Descomplejizar lo complejo
Por: Juan Simón Cancino Peña
La otra mañana escuchaba una estación de radio, una de esas donde el locutor de turno se cree el director, o donde el director se cree locutor, ya ni sé, en todo caso uno de esos noticieros donde la voz se vende como el mejor atributo del oficio periodístico, de seguro alguna de esas cajitas de resonancia que habrán estudiado periodismo porque alguien les dijo que tenían bonita voz, o porque verificaron que el pensum no incluía matemáticas o estadística, donde uno de esos voceadores de frutas y hortalizas, en frecuencia modulada, le increpaba a uno de sus panelistas diciéndole que para qué explicar eso del presupuesto general de la nación por tratarse de un ladrillo.
Educados en la cultura del espectáculo, condicionados por el afán de repetir lo que otros han masticado con sus encías hasta cariarlo, arrastrados y casi ahorcados a diario por la soga que arrastra entre sus patas cada chiva periodística, a estos esclavos de la noticia de última hora, a estos masturbadores de investigaciones inverosímiles que se encuentran en páginas de internet también inverosímiles, a estos lectores de noticias de periódicos, a estos nuevos justicieros con ínfulas de pontificadores y jueces, no se les pasa por sus cabezas que debieran usar para cosa distinta a la de calarse los audífonos, que el periodismo también puede servir para descomplejizar lo complejo y complejizar aquello que en apariencia no es complejo.

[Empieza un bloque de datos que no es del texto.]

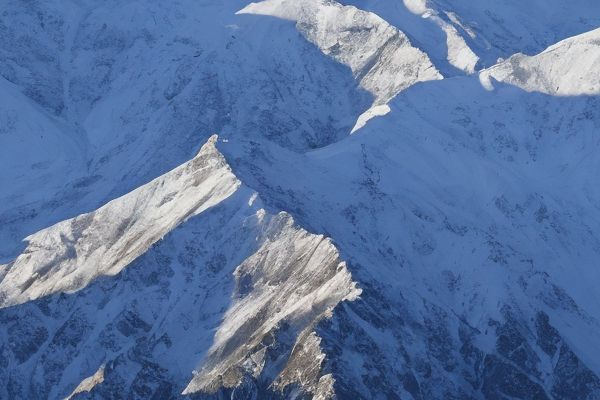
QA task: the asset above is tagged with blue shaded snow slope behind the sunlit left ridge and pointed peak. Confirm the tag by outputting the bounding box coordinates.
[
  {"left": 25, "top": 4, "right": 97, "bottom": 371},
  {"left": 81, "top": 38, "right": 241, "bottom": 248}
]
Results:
[{"left": 0, "top": 0, "right": 373, "bottom": 263}]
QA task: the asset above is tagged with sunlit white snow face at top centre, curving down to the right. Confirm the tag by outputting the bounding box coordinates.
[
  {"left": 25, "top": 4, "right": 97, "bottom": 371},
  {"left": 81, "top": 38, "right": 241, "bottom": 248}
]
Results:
[{"left": 240, "top": 0, "right": 442, "bottom": 105}]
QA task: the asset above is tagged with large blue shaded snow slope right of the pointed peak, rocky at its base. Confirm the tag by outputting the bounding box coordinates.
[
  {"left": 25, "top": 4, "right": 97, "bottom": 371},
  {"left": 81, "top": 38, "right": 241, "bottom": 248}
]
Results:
[{"left": 221, "top": 27, "right": 600, "bottom": 399}]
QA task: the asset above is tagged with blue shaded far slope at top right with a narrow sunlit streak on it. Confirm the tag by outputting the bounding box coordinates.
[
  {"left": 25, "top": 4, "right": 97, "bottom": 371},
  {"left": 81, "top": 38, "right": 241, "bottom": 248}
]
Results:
[{"left": 341, "top": 0, "right": 600, "bottom": 71}]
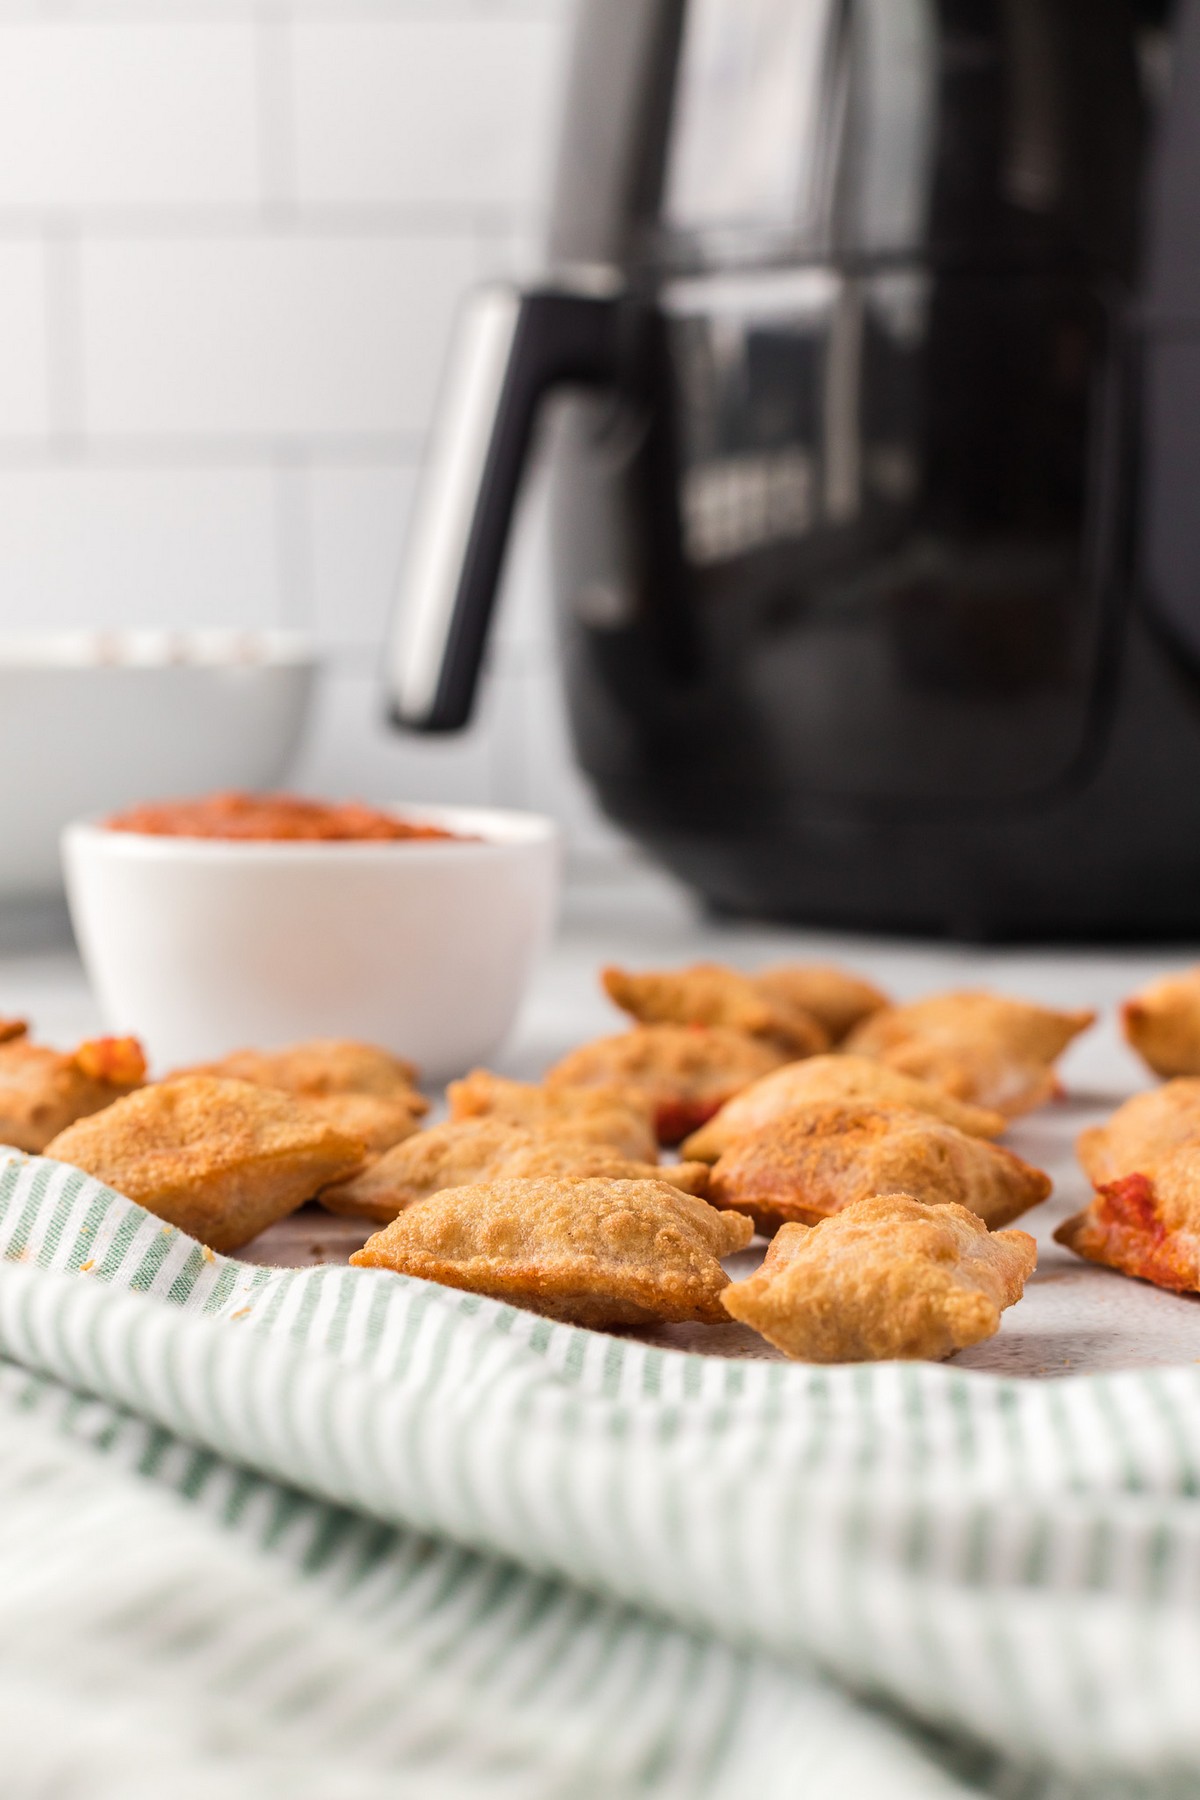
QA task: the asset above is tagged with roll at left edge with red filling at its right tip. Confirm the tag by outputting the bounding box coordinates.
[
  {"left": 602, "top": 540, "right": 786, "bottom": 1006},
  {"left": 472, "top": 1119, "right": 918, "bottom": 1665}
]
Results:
[{"left": 0, "top": 1037, "right": 146, "bottom": 1152}]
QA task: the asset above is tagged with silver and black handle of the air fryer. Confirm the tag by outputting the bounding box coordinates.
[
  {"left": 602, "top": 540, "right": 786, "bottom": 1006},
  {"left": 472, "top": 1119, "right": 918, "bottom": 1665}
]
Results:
[{"left": 385, "top": 286, "right": 621, "bottom": 731}]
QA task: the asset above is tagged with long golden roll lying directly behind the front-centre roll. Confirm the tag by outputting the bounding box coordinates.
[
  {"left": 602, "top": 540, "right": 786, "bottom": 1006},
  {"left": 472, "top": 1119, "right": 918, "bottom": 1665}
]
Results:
[{"left": 320, "top": 1118, "right": 709, "bottom": 1224}]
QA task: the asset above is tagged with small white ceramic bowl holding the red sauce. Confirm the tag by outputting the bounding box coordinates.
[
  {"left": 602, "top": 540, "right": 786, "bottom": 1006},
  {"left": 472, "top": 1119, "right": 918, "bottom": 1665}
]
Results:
[{"left": 63, "top": 806, "right": 560, "bottom": 1080}]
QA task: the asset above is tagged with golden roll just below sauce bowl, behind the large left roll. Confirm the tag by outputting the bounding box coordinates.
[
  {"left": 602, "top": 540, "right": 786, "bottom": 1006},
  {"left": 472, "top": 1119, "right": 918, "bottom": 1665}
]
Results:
[{"left": 175, "top": 1037, "right": 428, "bottom": 1152}]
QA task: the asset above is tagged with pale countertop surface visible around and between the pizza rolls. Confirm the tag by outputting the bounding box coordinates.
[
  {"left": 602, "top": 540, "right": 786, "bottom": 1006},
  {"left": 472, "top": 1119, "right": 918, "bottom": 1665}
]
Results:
[{"left": 0, "top": 866, "right": 1200, "bottom": 1375}]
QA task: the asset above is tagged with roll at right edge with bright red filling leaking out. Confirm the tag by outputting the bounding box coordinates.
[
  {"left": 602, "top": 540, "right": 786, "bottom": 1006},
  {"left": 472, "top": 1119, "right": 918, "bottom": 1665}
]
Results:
[{"left": 1054, "top": 1148, "right": 1200, "bottom": 1294}]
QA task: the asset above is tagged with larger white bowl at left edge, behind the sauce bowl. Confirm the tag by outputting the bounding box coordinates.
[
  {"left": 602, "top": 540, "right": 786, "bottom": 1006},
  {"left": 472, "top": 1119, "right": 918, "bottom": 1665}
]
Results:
[{"left": 0, "top": 632, "right": 317, "bottom": 900}]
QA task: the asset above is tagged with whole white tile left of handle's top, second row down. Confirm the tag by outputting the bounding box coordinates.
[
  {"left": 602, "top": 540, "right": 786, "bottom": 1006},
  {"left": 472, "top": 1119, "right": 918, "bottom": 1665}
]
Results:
[{"left": 79, "top": 230, "right": 475, "bottom": 433}]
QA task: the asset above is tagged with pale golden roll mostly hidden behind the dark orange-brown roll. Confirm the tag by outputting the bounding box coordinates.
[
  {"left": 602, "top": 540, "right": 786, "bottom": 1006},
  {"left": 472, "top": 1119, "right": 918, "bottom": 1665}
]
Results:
[{"left": 684, "top": 1053, "right": 1007, "bottom": 1163}]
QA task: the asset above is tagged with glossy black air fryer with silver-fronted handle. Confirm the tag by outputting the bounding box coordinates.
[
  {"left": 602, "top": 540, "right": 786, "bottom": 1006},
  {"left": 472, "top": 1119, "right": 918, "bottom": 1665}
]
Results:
[{"left": 389, "top": 0, "right": 1200, "bottom": 938}]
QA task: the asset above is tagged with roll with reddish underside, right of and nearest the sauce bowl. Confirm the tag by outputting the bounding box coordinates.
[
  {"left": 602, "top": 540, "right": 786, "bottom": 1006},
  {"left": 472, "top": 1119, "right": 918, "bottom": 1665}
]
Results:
[{"left": 545, "top": 1024, "right": 788, "bottom": 1143}]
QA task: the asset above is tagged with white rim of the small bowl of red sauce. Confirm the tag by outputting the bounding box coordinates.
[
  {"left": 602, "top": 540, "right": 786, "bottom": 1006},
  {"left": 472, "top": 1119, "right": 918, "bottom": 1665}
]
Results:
[{"left": 59, "top": 801, "right": 563, "bottom": 868}]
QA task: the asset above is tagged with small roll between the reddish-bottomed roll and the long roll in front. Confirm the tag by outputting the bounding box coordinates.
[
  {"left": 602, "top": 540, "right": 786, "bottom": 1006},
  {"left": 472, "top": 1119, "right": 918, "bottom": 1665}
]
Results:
[{"left": 446, "top": 1069, "right": 658, "bottom": 1163}]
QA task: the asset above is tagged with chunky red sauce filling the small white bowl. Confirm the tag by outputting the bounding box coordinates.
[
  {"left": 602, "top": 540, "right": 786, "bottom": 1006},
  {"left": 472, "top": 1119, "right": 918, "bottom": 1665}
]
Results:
[{"left": 104, "top": 794, "right": 470, "bottom": 844}]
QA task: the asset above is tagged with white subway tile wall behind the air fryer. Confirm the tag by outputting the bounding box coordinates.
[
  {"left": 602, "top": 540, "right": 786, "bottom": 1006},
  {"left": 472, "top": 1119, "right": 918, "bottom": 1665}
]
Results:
[{"left": 0, "top": 0, "right": 613, "bottom": 850}]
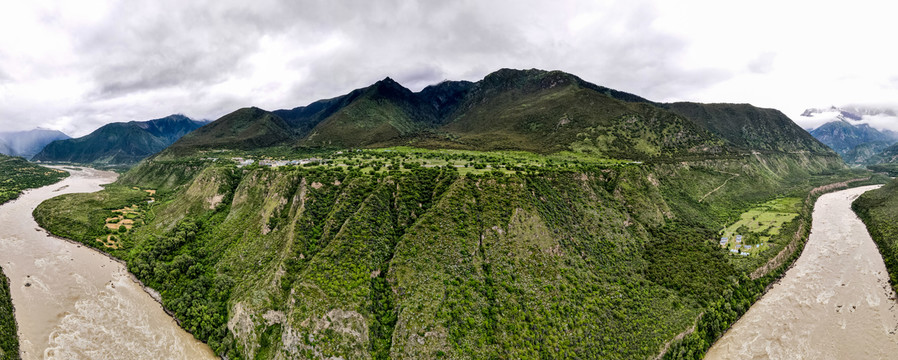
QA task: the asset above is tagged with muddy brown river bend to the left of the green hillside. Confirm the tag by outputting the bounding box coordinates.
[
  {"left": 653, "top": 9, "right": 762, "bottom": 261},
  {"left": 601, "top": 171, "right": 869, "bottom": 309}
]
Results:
[{"left": 0, "top": 169, "right": 215, "bottom": 359}]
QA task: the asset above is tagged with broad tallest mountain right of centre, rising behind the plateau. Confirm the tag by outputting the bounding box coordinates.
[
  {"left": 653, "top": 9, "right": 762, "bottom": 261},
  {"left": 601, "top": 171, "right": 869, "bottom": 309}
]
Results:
[{"left": 440, "top": 70, "right": 719, "bottom": 159}]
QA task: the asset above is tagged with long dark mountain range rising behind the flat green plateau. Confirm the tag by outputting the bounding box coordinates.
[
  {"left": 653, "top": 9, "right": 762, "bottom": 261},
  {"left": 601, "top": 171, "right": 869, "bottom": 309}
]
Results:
[{"left": 164, "top": 69, "right": 834, "bottom": 159}]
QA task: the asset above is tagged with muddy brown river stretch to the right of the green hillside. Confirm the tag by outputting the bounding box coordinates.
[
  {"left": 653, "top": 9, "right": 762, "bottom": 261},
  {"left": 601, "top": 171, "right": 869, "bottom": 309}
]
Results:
[{"left": 707, "top": 186, "right": 898, "bottom": 359}]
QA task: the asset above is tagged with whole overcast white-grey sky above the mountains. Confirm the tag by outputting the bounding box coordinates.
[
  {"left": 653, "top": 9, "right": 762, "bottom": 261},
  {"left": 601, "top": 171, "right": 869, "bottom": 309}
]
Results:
[{"left": 0, "top": 0, "right": 898, "bottom": 136}]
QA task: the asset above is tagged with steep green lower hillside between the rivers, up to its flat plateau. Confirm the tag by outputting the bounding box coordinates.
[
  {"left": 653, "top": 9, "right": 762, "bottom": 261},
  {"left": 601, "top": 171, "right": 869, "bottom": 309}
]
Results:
[{"left": 34, "top": 148, "right": 858, "bottom": 359}]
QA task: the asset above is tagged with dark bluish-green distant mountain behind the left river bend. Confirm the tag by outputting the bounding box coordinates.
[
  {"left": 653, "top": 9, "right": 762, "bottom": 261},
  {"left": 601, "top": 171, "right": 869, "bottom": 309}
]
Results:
[{"left": 32, "top": 115, "right": 206, "bottom": 166}]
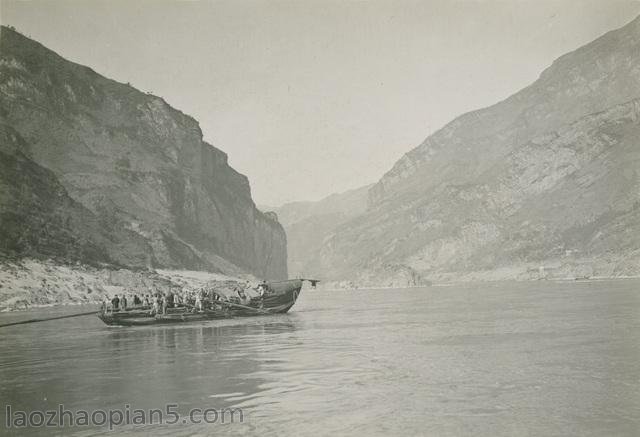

Volviendo al periodista de marras, o mejor, al lector de noticias de marras, para hacerle justicia y hacernos justicia, suponía que si el panelista explicaba algunos aspectos técnicos del presupuesto de la nación, la gente se le aburriría y se cambiaría de emisora, otra donde tal vez una corresponsal desde el exterior, con inflexión orgásmica le estaría explicando a julito, o a Darío, da igual, al fin son la misma perra pero con diferente guasca, los resultados de la investigación de no sé qué universidad según la cual, el grado de infidelidad en hombres y mujeres se determina según el tamaño del índice de la mano derecha, o del meñique del pie izquierdo.
Y qué tal si el periodista, en vez de calificar el análisis de su invitado como lo que en ese momento debiera estar pegando en hileras en el edificio de enfrente, como un ladrillo, le hubiera permitido explicarle su idea a la audiencia; si bien es cierto que en la mayoría de los casos los tecnócratas, los científicos, los quirománticos, los banqueros, los cardenales y los usurpadores hablan desde las nebulosas de sus experticias, no es menos cierto que el periodista, por elementales limitaciones humanas no sabe de todo, lo cual no es pretexto para no procurar orientar a sus audiencias, incluso en relación con aquellos temas que se antojan complejos, con mayor razón cuando el bien máximo de la comunicación no es la información en sí misma, sino facilitar la comprensión de los usuarios de medios.
A su vez las noticias son presentadas con toda la pompa de un acto cinematográfico, una especie de simulacro indefinido, un caleidoscopio con cientos de imágenes que se superponen unas con otras, un juego de espejos que repite una hiperrealidad caótica, un aluvión de adjetivos para acelerar el pulso cardíaco como increíble, espectacular, sorprendente, impresionante, terrorífico, exclusivo; y como lo que nuestros periodistas no son capaces de explicar, mucho menos son capaces de complejizarlo.
La complejidad del periodismo no radica en la apropiación de técnicas sofisticadas para redactar noticias o reportajes, o en el aprestamiento de ciertas acrobacias secretas para modular la voz, que al fin de cuentas eso es de elemental carpintería; la complejidad del periodismo radica en la capacidad del comunicador para que sus audiencias comprendan lo que se les informa y que a partir de allí tomen decisiones, y en la honestidad y la ética con la que ejercen su oficio, lo cual a veces resulta más complejo que resolver un intrincado problema de cálculo diferencial.